Mais pourquoi les eaux usées ?
Retrouver la présence de Covid dans les eaux usées, une idée saugrenue ? "Absolument pas" affirme Renaud Camus, directeur de Suez dans le département du Nord. Les prélèvements dans les eaux usées permettent de "détecter les marqueurs du virus avant même l’apparition de symptômes chez les habitants" explique Suez. Révolutionnaire, n’est-ce pas ?
Des expérimentations ont été menées dans une quinzaine de stations d’épuration en France depuis mars dernier, afin de s’assurer du lien de corrélation entre concentration du Covid dans les effluents et nombre de cas détectés dans les jours suivants. "Je vous confirme qu’on a vu très nettement la corrélation parfaite entre la concentration en ARN de Covid dans les effluents et le nombre de cas détectés sur un territoire, avec 5 à 10 jours d’avance sur l’apparition des symptômes", résume Renaud Camus.
"Je vous confirme qu’on a vu très nettement la corrélation parfaite entre la concentration en ARN de Covid dans les effluents et le nombre de cas détectés sur un territoire, avec 5 à 10 jours d’avance sur l’apparition des symptômes."
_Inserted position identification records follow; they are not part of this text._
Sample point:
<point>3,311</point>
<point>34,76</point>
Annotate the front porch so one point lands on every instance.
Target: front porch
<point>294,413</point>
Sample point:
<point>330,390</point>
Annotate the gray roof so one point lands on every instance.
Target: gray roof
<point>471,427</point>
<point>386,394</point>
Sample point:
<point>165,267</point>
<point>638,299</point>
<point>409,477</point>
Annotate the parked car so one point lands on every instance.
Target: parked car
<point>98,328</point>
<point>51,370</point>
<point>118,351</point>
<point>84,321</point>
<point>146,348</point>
C’est précisément cet argument qui a séduit la maire de Denain et présidente du syndicat d’assainissement du denaisis, Anne-Lise Dufour-Tonini. "Il y a quelques mois, j’avais entendu des scientifiques qui faisaient un parallèle entre la détection d’ARN qui signe l’augmentation de la circulation de la Covid dans les eaux usées et que cette augmentation d’ARN précédait de 7 à 10 jours le pic de gens hospitalisés pour des Covid graves."
Comment ça va se passer ?
Très concrètement, le procédé consiste à mesurer la concentration en ARN de Covid dans les effluents, car "quand on est contaminé, le Covid est présent dans les selles, explique le directeur de Suez dans le Nord. Et normalement, tout le monde va aux toilettes une fois par jour."
Dans le denaisis, quatre points de prélèvement journaliers vont être déployés : un à l’entrée de la station d’épuration de Wavrechain-sous-Denain et trois autres sur des bassins versants "pour avoir des échantillons qui correspondent à l’ensemble de la population" explique Anne-Lise Dufour-Tonini.
"On ne peut pas dire si au 15 de la rue Danton, tel habitant est malade. Mais on peut dire quartier par quartier si la situation bouge, si le nombre de contaminations va évoluer."
Chaque jour, des agents de Suez vont effectuer des dizaines de micro-prélèvements à intervalle régulier pour avoir un échantillon représentatif toutes les 24 heures. Ces échantillons vont ensuite être analysés et permettront ainsi d’anticiper l’apparition de foyers de contamination à l’échelle ultra-locale.
Car au-delà des quatre points de prélèvements installés, Suez peut adapter son offre très rapidement aux vues des résultats. "Le point qu’on mesure le plus, c’est le point le plus aval à l’entrée de la station car il est le plus représentatif, simplifie Renaud Camus. Mais on peut mailler en amont dans les réseaux d’assainissement et rajouter des points de prélèvements, quartier par quartier ou à la sortie d’un ehpad par exemple."
"L’idée ce n’est pas de soigner, mais de prévenir"
Objectif : prévenir les collectivités locales le plus rapidement possible d’un rebond de l’épidémie en prenant de cours de 5 à 10 jours l’apparition des symptômes.
"On délivre une information précieuse aux collectivités de manière très globale et sur mesure en allant zoomer à l’échelle d’une ville, d’un quartier."
Au-delà d’un renforcement des restrictions sanitaires si besoin, ces données seront communiquées à l’hôpital de Denain, afin de prévenir une augmentation soudaine des hospitalisations. "L’idée, ce n’est pas de soigner mais de prévenir, notamment l’hôpital, pour leur dire : on a un pic, vous allez surement avoir une augmentation des hospitalisations dans les prochains jours", raconte la maire de Denain. Ce qui ravie la direction de l’hôpital, car 5 jours d’avance permettent de s’organiser, d’anticiper, d’armer des lits ou encore de renforcer le personnel.
Coût de l’opération pour la première phase de six mois : 90 000 euros. "Un coût certes, avance la maire de Denain, mais la santé avant tout."